To quantify the ability of the proposed method to select points that correlate with human perception we performed a user study, using the paired comparison protocol contrasting the proposed and one baseline method. In total, 50 participants were specifically asked to evaluate 18 point clouds and select one of the two simplified point clouds that mostly preserves the perceptual details of the reference one in terms of the overall shape and identity similarity. In average, as shown in Table 2, users selected 14 out of the 18 point clouds produced by the proposed method, as the ones preserving most of the visual features.

5.5 Simplification Under Noise Conditions

To both quantitatively and qualitatively evaluate the performance of the proposed method in the presence of noise we fed the pretrained model with point clouds distorted with Gaussian noise (\(\sigma = 1\)). Quantitative experimental result are summarized in Table 3, with the proposed method to exhibit the best performance for almost all metrics (NC, RE, SDM) across all simplification ratios, and even the best second for structure preservation (CD). Such findings reveal the anti-noising capabilities of latent space sampling that, compared to xyz-space sampling, is less affected by the outlier noisy points. For qualitative comparisons along with results on LiDAR scans we refer the reader to the Supplementary material.

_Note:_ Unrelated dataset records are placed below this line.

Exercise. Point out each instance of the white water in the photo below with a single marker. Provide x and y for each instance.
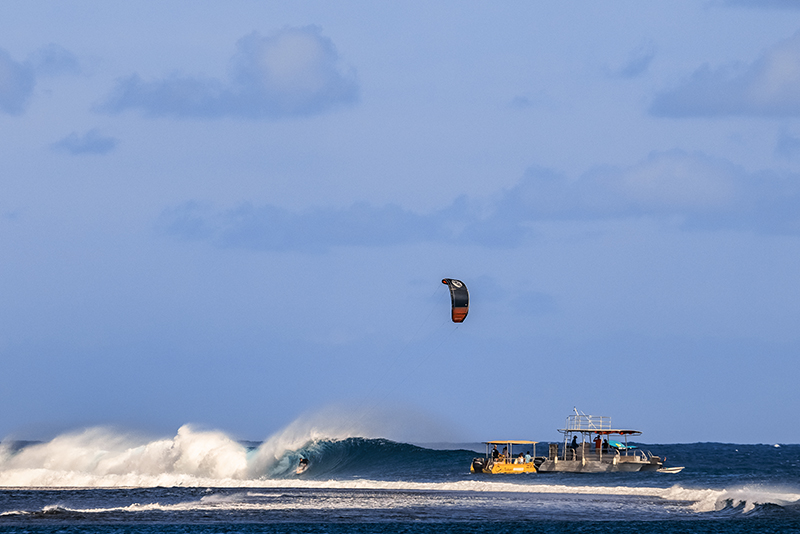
(100, 457)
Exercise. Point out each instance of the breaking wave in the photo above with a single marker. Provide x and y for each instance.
(102, 458)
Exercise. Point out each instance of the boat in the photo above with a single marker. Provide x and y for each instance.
(497, 462)
(582, 454)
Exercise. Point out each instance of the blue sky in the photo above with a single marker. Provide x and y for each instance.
(238, 214)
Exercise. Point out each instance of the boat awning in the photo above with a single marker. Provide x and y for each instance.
(511, 441)
(603, 432)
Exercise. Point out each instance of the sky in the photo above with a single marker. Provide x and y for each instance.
(238, 214)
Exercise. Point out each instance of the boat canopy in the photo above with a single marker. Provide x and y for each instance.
(602, 432)
(511, 441)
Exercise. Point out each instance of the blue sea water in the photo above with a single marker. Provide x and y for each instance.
(101, 482)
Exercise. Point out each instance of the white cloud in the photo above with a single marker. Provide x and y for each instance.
(295, 71)
(16, 84)
(770, 86)
(701, 191)
(92, 142)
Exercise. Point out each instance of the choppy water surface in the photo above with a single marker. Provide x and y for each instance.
(98, 481)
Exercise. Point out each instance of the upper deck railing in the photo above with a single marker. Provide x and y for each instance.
(587, 423)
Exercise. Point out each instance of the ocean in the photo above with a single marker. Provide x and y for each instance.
(101, 481)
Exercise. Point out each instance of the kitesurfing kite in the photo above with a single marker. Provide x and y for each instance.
(459, 297)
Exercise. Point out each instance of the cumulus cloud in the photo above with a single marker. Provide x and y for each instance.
(701, 191)
(295, 71)
(18, 79)
(92, 142)
(274, 228)
(637, 62)
(54, 60)
(16, 84)
(770, 86)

Table 3. Simplification performance tested on TOSCA dataset with addition of Gaussian noise. Best approaches are highlighted in bold and second best in .

6 Conclusion

Our work emphasises on the proposal of a learnable, neural-based simplification approach to overcome the inefficiencies of traditional greedy simplification methods. In this study we presented the first, to the best of our knowledge, learnable point cloud simplification method that aims at preserving salient features while at the same time retaining the global structural appearance of the input 3D object. Using three learnable modules we attain to simplify large-scale point clouds in real-time, addressing the literature limitations regarding computational complexity. As shown in an extensive series of both quantitative and qualitative experiments the proposed method not only outperforms its counterparts under most perceptual criteria but also exhibits zero-shot capabilities. Regarding future work, we plan to adapt the proposed method to mesh structures using a more sophisticated triangulation process. In particular, instead of using off-the-shelf triangulation algorithms on top of the point cloud simplification model, we aim to extend the proposed method to predict the triangulation of the simplified model utilizing the priors of the input mesh.